Yes. (ok, loss of convenience yes, but still performs the basic function)
IMO, any reasonably useful application should always be able to achieve the intended function without relying on optional features (such as e.g. downloading remote resources). Optional features may be used for more convenience, but anything that requires me to activate such optional features to achieve the most basic functions, is either idiotic design (do you hear me, ieee.org?), or outright malicious. I hence fully agree with simply disabling remote content in encrypted messages.
[...] We do not parse or attempt to decrypt inline PGP at all -- only PGP/MIME. [...]
I read your remark "Good news! GMime gets inline PGP in version 3.0" in #289 as potentially indicative of some intention to support reading inline PGP. That's not the case, which is good news to me. Thanks for clarifying!
gauteh
commented
6 years ago c-alpha writes on June 12, 2018 17:03:
I hence fully agree with simply disabling remote content in encrypted messages.
Good!
[...] We do not parse or attempt to decrypt inline PGP at all -- only PGP/MIME. [...]
I read your remark "Good news! GMime gets inline PGP in version 3.0" in #289 as potentially indicative of some intention to support reading inline PGP. That's not the case, which is good news to me. Thanks for clarifying!
Yes, it was. Reading, but not sending. I still think it can be done safely, with the same precautions as for PGP/MIME. But I doubt it is worth the hassle :) The problem is not so much current e-mail clients sending inline PGP as being able to read old - pre PGP/MIME - encrypted emails.
gauteh
commented
6 years ago c-alpha
commented
6 years ago Apologies for the aftermath, but this just in.

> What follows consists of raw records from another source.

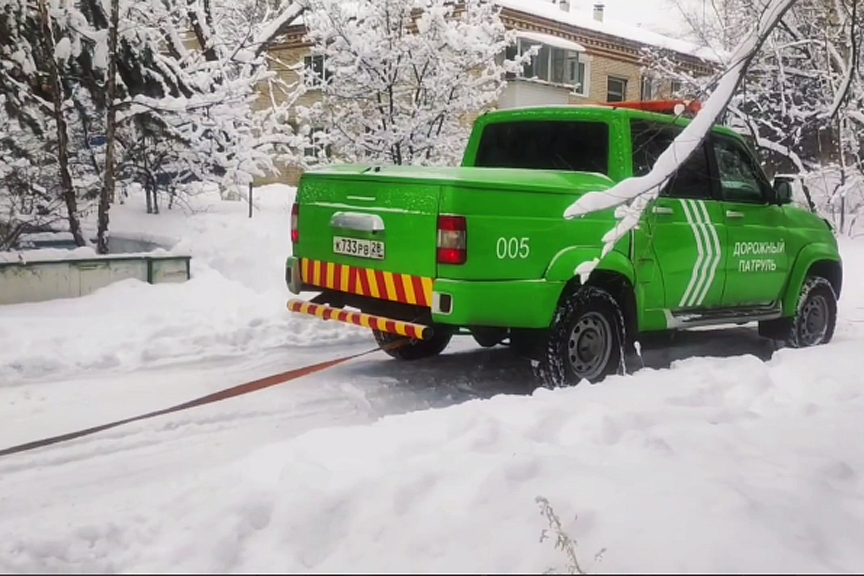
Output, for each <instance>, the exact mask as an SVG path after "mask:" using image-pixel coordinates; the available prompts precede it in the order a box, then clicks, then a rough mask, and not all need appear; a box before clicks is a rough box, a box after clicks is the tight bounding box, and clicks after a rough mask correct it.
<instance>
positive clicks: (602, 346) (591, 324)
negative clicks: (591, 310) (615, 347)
mask: <svg viewBox="0 0 864 576" xmlns="http://www.w3.org/2000/svg"><path fill="white" fill-rule="evenodd" d="M611 354H612V329H611V328H610V326H609V322H608V321H607V320H606V318H605V317H603V315H601V314H599V313H597V312H589V313H587V314H585V315H584V316H581V317H580V318H579V320H578V321H577V322H576V324H575V325H574V326H573V330H571V332H570V339H569V340H568V342H567V359H568V360H569V362H570V368H572V370H573V372H575V373H576V375H577V376H579V377H580V378H585V379H587V380H590V379H592V378H596V377H598V376H600V375H601V374H602V373H603V370H604V368H605V367H606V364H607V363H608V362H609V356H610V355H611Z"/></svg>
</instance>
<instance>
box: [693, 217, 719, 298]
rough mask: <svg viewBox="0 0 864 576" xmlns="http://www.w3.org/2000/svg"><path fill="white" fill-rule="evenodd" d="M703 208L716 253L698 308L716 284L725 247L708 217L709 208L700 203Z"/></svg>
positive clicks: (711, 237) (708, 229)
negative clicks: (718, 267)
mask: <svg viewBox="0 0 864 576" xmlns="http://www.w3.org/2000/svg"><path fill="white" fill-rule="evenodd" d="M699 205H700V207H701V208H702V214H703V216H704V217H705V225H706V228H707V231H708V232H710V233H711V240H712V241H713V242H714V247H715V252H714V261H713V262H712V263H711V266H710V269H711V272H710V273H709V274H708V280H707V281H706V283H705V288H703V290H702V294H700V295H699V299H698V301H697V302H696V305H697V306H701V305H702V303H703V302H704V301H705V297H706V296H707V295H708V292H709V291H710V289H711V286H712V285H713V284H714V277H715V276H716V274H717V267H718V266H720V261H721V260H722V259H723V246H722V245H721V244H720V237H719V236H718V235H717V228H716V227H715V226H714V225H713V224H712V223H711V218H710V216H709V215H708V208H707V207H706V206H705V203H704V202H700V203H699Z"/></svg>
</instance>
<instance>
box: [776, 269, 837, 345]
mask: <svg viewBox="0 0 864 576" xmlns="http://www.w3.org/2000/svg"><path fill="white" fill-rule="evenodd" d="M836 326H837V295H836V294H835V293H834V288H833V287H832V286H831V283H830V282H829V281H828V280H826V279H825V278H822V277H820V276H809V277H808V278H807V280H805V281H804V286H803V287H802V288H801V295H800V296H799V297H798V308H797V309H796V311H795V317H794V318H793V319H792V322H791V326H790V329H789V332H788V333H787V335H786V338H784V339H783V340H784V341H785V343H786V345H787V346H789V347H790V348H809V347H811V346H820V345H822V344H828V343H829V342H831V339H832V338H833V337H834V328H835V327H836Z"/></svg>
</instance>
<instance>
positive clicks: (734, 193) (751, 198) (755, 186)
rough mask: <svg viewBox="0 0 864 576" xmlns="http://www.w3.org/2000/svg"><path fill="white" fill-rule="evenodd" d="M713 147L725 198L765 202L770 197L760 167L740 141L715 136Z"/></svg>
mask: <svg viewBox="0 0 864 576" xmlns="http://www.w3.org/2000/svg"><path fill="white" fill-rule="evenodd" d="M712 147H713V149H714V157H715V158H716V161H717V175H718V178H719V180H720V191H721V194H722V197H723V199H724V200H728V201H729V202H747V203H753V204H763V203H765V202H766V201H767V200H768V198H767V195H766V190H765V187H764V186H763V184H762V182H761V179H760V178H759V169H758V168H757V167H756V165H755V164H754V162H753V159H752V158H751V157H750V155H749V154H747V152H746V151H745V150H744V147H743V146H741V145H740V144H739V143H737V142H735V141H734V140H731V139H729V138H721V137H715V138H714V139H713V143H712Z"/></svg>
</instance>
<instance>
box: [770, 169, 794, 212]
mask: <svg viewBox="0 0 864 576" xmlns="http://www.w3.org/2000/svg"><path fill="white" fill-rule="evenodd" d="M792 194H793V190H792V179H791V178H784V177H782V176H778V177H777V178H775V179H774V198H775V200H776V201H777V204H779V205H780V206H783V205H785V204H791V203H792Z"/></svg>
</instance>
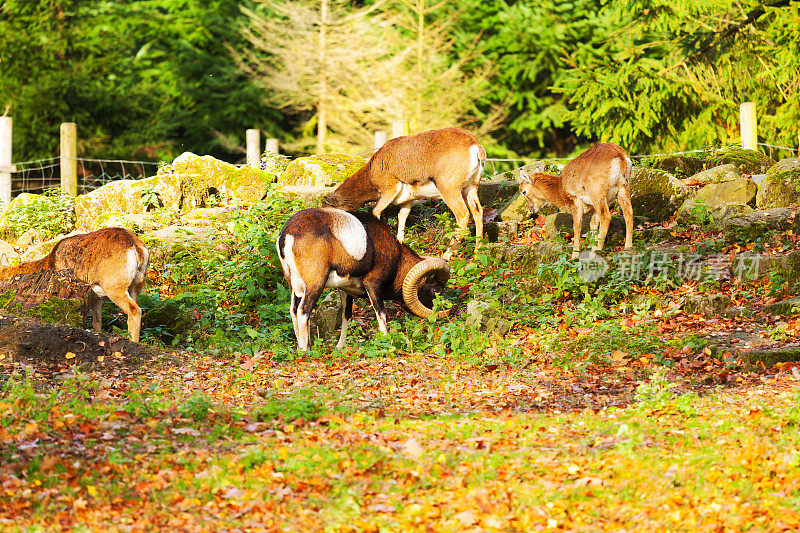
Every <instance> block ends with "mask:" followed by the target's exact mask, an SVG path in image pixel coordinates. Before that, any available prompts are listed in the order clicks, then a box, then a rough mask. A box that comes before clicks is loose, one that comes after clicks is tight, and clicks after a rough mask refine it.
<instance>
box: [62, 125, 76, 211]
mask: <svg viewBox="0 0 800 533" xmlns="http://www.w3.org/2000/svg"><path fill="white" fill-rule="evenodd" d="M77 157H78V126H77V125H76V124H75V123H74V122H63V123H62V124H61V192H62V193H65V194H69V195H70V196H78V159H77Z"/></svg>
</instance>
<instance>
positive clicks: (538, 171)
mask: <svg viewBox="0 0 800 533" xmlns="http://www.w3.org/2000/svg"><path fill="white" fill-rule="evenodd" d="M522 170H524V171H525V172H527V173H529V174H530V173H533V172H543V173H545V174H552V175H554V176H558V175H559V174H561V170H560V169H559V168H558V165H556V164H555V163H553V162H552V161H531V162H530V163H526V164H524V165H522V166H521V167H518V168H515V169H513V170H508V171H506V172H500V173H499V174H495V175H494V176H492V177H491V178H489V179H490V180H491V181H503V180H508V181H519V173H520V171H522Z"/></svg>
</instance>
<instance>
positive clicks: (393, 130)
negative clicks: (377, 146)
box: [392, 119, 408, 139]
mask: <svg viewBox="0 0 800 533" xmlns="http://www.w3.org/2000/svg"><path fill="white" fill-rule="evenodd" d="M403 135H408V121H407V120H404V119H398V120H393V121H392V139H396V138H397V137H402V136H403Z"/></svg>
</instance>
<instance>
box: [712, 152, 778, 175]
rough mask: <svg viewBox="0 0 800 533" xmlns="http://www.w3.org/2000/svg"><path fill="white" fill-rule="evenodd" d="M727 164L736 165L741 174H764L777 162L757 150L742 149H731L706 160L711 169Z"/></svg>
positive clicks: (738, 172) (713, 156) (714, 154)
mask: <svg viewBox="0 0 800 533" xmlns="http://www.w3.org/2000/svg"><path fill="white" fill-rule="evenodd" d="M727 164H732V165H734V166H735V167H736V171H737V172H738V173H739V174H763V173H764V172H766V170H767V169H768V168H770V167H771V166H772V165H774V164H775V160H774V159H772V158H771V157H769V156H768V155H766V154H762V153H761V152H759V151H757V150H744V149H742V148H729V149H727V150H725V151H723V152H718V153H715V154H712V155H710V156H709V157H708V158H707V159H706V166H707V167H709V168H710V167H715V166H718V165H727Z"/></svg>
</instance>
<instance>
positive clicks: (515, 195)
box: [499, 193, 531, 221]
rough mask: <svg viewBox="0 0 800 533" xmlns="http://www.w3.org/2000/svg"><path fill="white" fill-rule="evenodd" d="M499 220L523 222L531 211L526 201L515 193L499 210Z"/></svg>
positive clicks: (525, 200) (499, 208) (529, 213)
mask: <svg viewBox="0 0 800 533" xmlns="http://www.w3.org/2000/svg"><path fill="white" fill-rule="evenodd" d="M499 211H500V220H503V221H506V220H516V221H520V220H525V219H526V218H528V217H529V216H531V210H530V208H529V207H528V201H527V200H526V199H525V197H524V196H522V195H521V194H520V193H517V194H516V195H515V196H514V197H513V198H511V199H510V200H509V201H508V202H506V203H505V204H504V205H501V206H500V208H499Z"/></svg>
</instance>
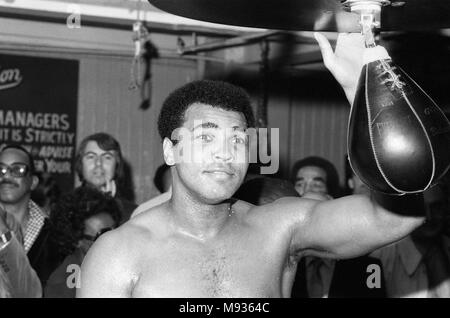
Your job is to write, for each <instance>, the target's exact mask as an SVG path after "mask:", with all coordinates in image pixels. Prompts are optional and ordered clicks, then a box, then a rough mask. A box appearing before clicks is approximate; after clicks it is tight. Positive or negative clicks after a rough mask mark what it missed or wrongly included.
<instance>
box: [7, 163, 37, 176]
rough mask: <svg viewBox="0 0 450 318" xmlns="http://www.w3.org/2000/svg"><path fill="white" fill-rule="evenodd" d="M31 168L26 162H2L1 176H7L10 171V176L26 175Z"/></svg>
mask: <svg viewBox="0 0 450 318" xmlns="http://www.w3.org/2000/svg"><path fill="white" fill-rule="evenodd" d="M29 171H30V168H29V167H28V166H27V165H26V164H24V163H13V164H12V165H10V166H9V165H5V164H0V177H4V176H6V174H7V173H9V175H10V176H12V177H15V178H23V177H25V176H26V175H27V174H28V172H29Z"/></svg>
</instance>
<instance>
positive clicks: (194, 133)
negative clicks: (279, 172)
mask: <svg viewBox="0 0 450 318" xmlns="http://www.w3.org/2000/svg"><path fill="white" fill-rule="evenodd" d="M202 126H205V128H202ZM209 126H211V124H210V123H205V122H203V121H202V120H195V121H194V127H200V128H198V129H193V130H190V129H188V128H186V127H179V128H177V129H175V130H174V131H173V133H172V135H171V140H172V142H174V144H175V146H174V151H175V153H174V161H175V162H174V163H198V164H201V163H212V162H214V161H215V160H216V157H217V156H223V157H224V158H223V160H224V161H229V162H230V163H235V164H248V163H260V164H262V166H261V168H260V169H261V174H274V173H277V172H278V169H279V165H280V133H279V129H278V128H270V129H269V128H247V129H245V130H240V129H235V128H225V129H215V127H209ZM269 140H270V142H269ZM225 157H226V158H225Z"/></svg>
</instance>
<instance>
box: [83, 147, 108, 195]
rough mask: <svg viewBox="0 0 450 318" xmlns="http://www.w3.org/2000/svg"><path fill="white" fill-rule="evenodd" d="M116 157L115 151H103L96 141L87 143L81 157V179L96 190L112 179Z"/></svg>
mask: <svg viewBox="0 0 450 318" xmlns="http://www.w3.org/2000/svg"><path fill="white" fill-rule="evenodd" d="M116 155H117V154H116V151H115V150H103V149H101V148H100V147H99V146H98V144H97V142H96V141H89V142H88V143H87V145H86V148H85V149H84V153H83V157H82V171H83V179H84V180H85V181H86V182H87V183H89V184H91V185H92V186H94V187H96V188H100V187H102V186H104V185H105V184H106V182H107V181H109V180H112V179H114V173H115V170H116V164H117V159H116Z"/></svg>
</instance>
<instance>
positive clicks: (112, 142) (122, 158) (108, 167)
mask: <svg viewBox="0 0 450 318" xmlns="http://www.w3.org/2000/svg"><path fill="white" fill-rule="evenodd" d="M75 171H76V173H77V175H78V177H79V179H80V181H81V183H82V185H81V186H82V187H86V186H88V187H93V188H96V189H97V190H100V191H102V192H105V193H109V194H110V195H111V196H112V197H114V199H115V200H116V201H117V204H118V205H119V208H120V211H121V215H122V217H121V224H122V223H124V222H126V221H128V219H129V218H130V216H131V213H132V212H133V211H134V210H135V209H136V207H137V205H136V204H135V203H134V202H131V201H129V200H127V199H125V198H124V197H123V196H122V194H121V186H122V184H123V183H124V182H123V180H124V160H123V157H122V151H121V147H120V144H119V142H118V141H117V140H116V139H115V138H114V137H112V136H111V135H109V134H106V133H103V132H99V133H95V134H92V135H89V136H87V137H85V138H84V139H83V140H82V141H81V143H80V146H79V147H78V151H77V153H76V156H75Z"/></svg>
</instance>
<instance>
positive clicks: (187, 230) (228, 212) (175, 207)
mask: <svg viewBox="0 0 450 318" xmlns="http://www.w3.org/2000/svg"><path fill="white" fill-rule="evenodd" d="M180 192H182V191H177V190H176V189H173V190H172V198H171V199H170V200H169V202H168V206H169V209H170V213H171V215H172V218H173V223H174V225H175V227H176V228H177V230H179V231H180V232H182V233H183V234H186V235H188V236H192V237H194V238H197V239H200V240H206V239H208V238H213V237H215V236H217V235H218V234H219V232H220V231H221V230H222V229H223V228H224V227H225V226H226V225H227V224H228V222H229V221H230V219H231V217H232V216H233V211H232V209H231V203H230V202H228V201H225V202H223V203H219V204H207V203H204V202H201V201H200V200H198V199H195V198H193V197H192V196H189V195H187V194H185V193H180Z"/></svg>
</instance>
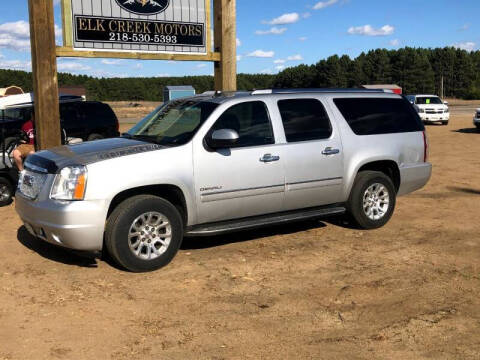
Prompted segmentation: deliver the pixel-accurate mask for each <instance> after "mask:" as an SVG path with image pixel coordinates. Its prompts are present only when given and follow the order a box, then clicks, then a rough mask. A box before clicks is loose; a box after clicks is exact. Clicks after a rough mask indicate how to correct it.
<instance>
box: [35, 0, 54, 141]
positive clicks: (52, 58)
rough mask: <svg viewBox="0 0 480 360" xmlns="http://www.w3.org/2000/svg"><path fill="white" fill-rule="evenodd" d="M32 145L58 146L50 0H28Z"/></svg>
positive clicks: (52, 41) (52, 7)
mask: <svg viewBox="0 0 480 360" xmlns="http://www.w3.org/2000/svg"><path fill="white" fill-rule="evenodd" d="M28 7H29V13H30V39H31V40H30V41H31V47H32V75H33V92H34V101H35V131H36V144H37V148H38V149H39V150H44V149H48V148H51V147H55V146H59V145H61V136H60V131H61V130H60V114H59V104H58V102H59V99H58V78H57V59H56V53H55V47H56V45H55V22H54V18H53V2H52V0H29V1H28Z"/></svg>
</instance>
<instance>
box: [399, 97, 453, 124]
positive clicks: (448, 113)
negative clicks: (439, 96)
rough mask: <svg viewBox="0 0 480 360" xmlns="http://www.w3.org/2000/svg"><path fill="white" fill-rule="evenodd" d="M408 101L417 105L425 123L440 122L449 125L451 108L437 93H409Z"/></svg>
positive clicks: (419, 112) (410, 102)
mask: <svg viewBox="0 0 480 360" xmlns="http://www.w3.org/2000/svg"><path fill="white" fill-rule="evenodd" d="M407 99H408V101H410V103H411V104H413V105H414V106H415V109H416V110H417V112H418V115H420V118H421V119H422V121H423V122H424V123H434V122H440V123H442V125H448V122H449V121H450V109H449V108H448V103H447V102H443V101H442V99H440V98H439V97H438V96H436V95H408V96H407Z"/></svg>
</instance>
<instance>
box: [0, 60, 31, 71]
mask: <svg viewBox="0 0 480 360" xmlns="http://www.w3.org/2000/svg"><path fill="white" fill-rule="evenodd" d="M0 69H9V70H24V71H31V70H32V63H31V62H30V61H22V60H1V61H0Z"/></svg>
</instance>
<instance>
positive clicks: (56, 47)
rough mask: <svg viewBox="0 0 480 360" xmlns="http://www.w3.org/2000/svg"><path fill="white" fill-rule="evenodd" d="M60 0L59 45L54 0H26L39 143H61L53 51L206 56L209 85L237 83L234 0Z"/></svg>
mask: <svg viewBox="0 0 480 360" xmlns="http://www.w3.org/2000/svg"><path fill="white" fill-rule="evenodd" d="M213 1H214V6H213V8H214V14H213V15H214V27H215V32H214V42H215V45H214V49H212V39H211V12H212V11H211V10H212V9H211V0H197V1H195V2H188V3H189V6H188V7H187V6H186V5H185V3H182V1H181V0H155V1H154V0H145V1H139V0H132V1H126V0H111V1H108V2H105V1H100V0H96V1H91V0H61V4H62V18H63V46H59V47H56V46H55V25H54V15H53V2H52V0H29V2H28V3H29V11H30V33H31V43H32V72H33V79H34V93H35V109H36V111H35V112H36V124H35V126H36V130H37V144H38V148H39V149H47V148H50V147H53V146H57V145H60V132H61V129H60V121H59V120H60V116H59V96H58V79H57V65H56V57H82V58H117V59H138V60H177V61H210V62H214V63H215V66H214V67H215V90H219V91H236V90H237V55H236V10H235V6H236V0H213Z"/></svg>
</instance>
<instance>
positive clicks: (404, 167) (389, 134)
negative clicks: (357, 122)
mask: <svg viewBox="0 0 480 360" xmlns="http://www.w3.org/2000/svg"><path fill="white" fill-rule="evenodd" d="M349 96H351V97H358V95H356V96H355V95H342V96H331V97H330V99H329V100H328V103H329V106H330V108H331V110H332V112H333V113H334V115H335V119H336V120H337V124H338V128H339V130H340V133H341V137H342V144H343V152H344V171H345V183H344V189H343V198H344V200H345V201H347V200H348V197H349V195H350V192H351V190H352V187H353V183H354V181H355V177H356V176H357V173H358V171H359V169H360V168H361V167H362V166H364V165H366V164H368V163H371V162H375V161H384V160H390V161H394V162H395V163H396V164H397V165H398V167H399V169H400V173H402V169H407V168H411V167H415V166H418V165H420V164H423V157H424V143H423V133H422V132H421V131H419V132H409V133H396V134H382V135H367V136H359V135H356V134H355V133H354V132H353V131H352V129H351V128H350V126H349V125H348V123H347V121H346V120H345V118H344V117H343V115H342V114H341V112H340V111H339V110H338V108H337V107H336V106H335V103H334V102H333V99H334V98H339V97H349ZM362 97H378V95H377V96H375V95H362ZM381 97H382V98H385V97H386V98H395V99H398V98H399V96H398V95H393V94H392V95H382V96H381Z"/></svg>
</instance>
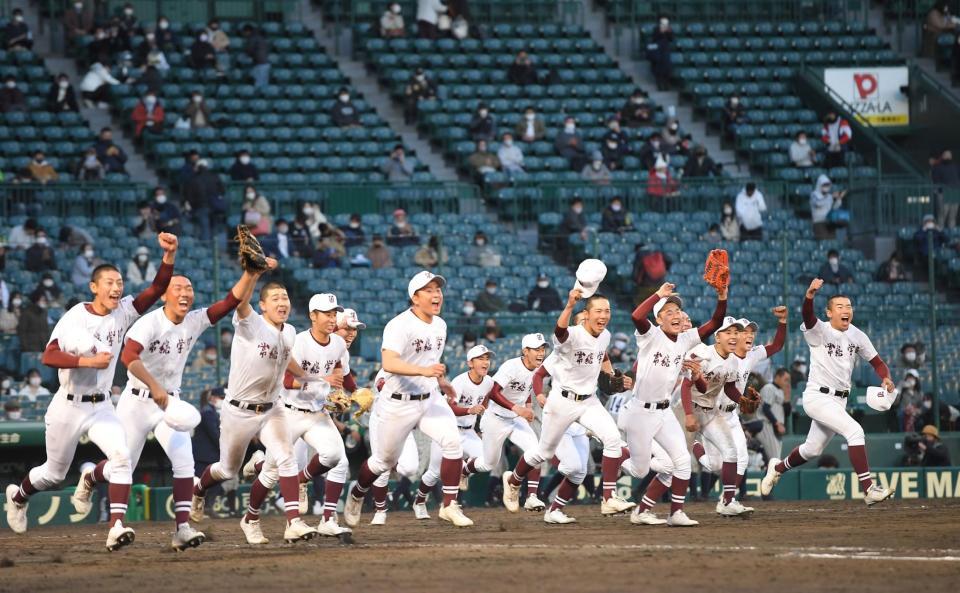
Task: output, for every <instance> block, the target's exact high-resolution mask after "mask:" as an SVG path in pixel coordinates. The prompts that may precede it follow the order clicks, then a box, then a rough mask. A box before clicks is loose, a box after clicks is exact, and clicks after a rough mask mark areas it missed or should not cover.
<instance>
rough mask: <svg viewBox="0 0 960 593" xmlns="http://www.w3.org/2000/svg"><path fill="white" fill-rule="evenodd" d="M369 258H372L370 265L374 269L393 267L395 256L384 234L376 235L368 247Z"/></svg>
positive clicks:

Apple have declared victory on efail by "improving isolation of MIME" in their mail apps in macOS High Sierra 10.13.5, Security Update 2018-003.
Mail
Available for: macOS High Sierra 10.13.4
Impact: An attacker may be able to exfiltrate the contents of
S/MIME-encrypted e-mail
Description: An issue existed in the handling of encrypted Mail. This
issue was addressed with improved isolation of MIME in Mail.
CVE-2018-4227: Damian Poddebniak of Münster University of Applied
Sciences, Christian Dresen of Münster University of Applied Sciences
, Jens Müller of Ruhr University Bochum, Fabian Ising of Münster
University of Applied Sciences, Sebastian Schinzel of Münster
University of Applied Sciences, Simon Friedberger of KU Leuven, Juraj
Somorovsky of Ruhr University Bochum, Jörg Schwenk of Ruhr
University BochumIn that light, I would think it's safe to claim that android is not vulnerable.
https://efail.de/
Maybe, if the users chooses to show HTML emails by default?